I assume $a,b > 0$. With the change of variables $x = a t$ this becomes
$$ \dfrac{b}{\pi a} \int_0^1 e^{i \pi a^2 t^2/b} \dfrac{\sin(\pi a^2 t/b)}{t}\; dt$$ Taking $\theta = \pi a^2/b$, we need to compute
$$ f(\theta) = \int_0^1 e^{i\theta t^2} \dfrac{\sin(\theta t)}{t} \; dt$$
Of course $f(0) = 0$, and
$$ f'(\theta) = i \int_0^1 e^{i\theta t^2} \sin(\theta t)\;t\; dt +
\int_0^1 e^{i\theta t^2} \cos(\theta t)\; dt $$
which can be expressed as a rather messy closed-form expression: according to Maple
$$ \left( \dfrac{1+i}{16} \right) {{ \left( \sqrt {2\pi }{{\rm e}^{-i
\theta/4}}{\rm erf} \left( \left( \dfrac{3-3i}{4} \right) \sqrt {2\theta}
\right)\theta^{-1/2}-2i{{\rm e}^{2\,i\theta}}\theta^{-1}+
\sqrt {2\pi }{{\rm e}^{-i\theta/4}}{\rm erf} \left( \left(\dfrac{1-i}{4}\right) \sqrt {2\theta}\right)\theta^{-1/2}-2{{\rm e}^{2\,i\theta}}
\theta^{-1} +(2+2i)\theta^{-1} \right) }}
$$
I doubt that there is a closed-form antiderivative for this.

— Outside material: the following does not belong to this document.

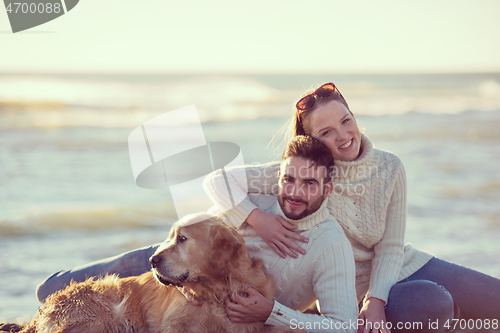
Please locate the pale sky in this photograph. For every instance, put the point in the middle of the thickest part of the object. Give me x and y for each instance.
(259, 36)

We can also expand $f(\theta)$ in a Maclaurin series
$$f(\theta) = \sum_{n=1}^\infty a_n \theta^n$$
where
$$ a_n = i^{n-1} \sum _{k=0}^{\left\lfloor (n-1)/2\right\rfloor}{\frac {1}{
\left( n-2\,k-1 \right) !\, \left( 2\,k+1 \right) !\, \left( 2\,n-2\,
k-1 \right) }}
$$
can be expressed in terms of hypergeometric functions.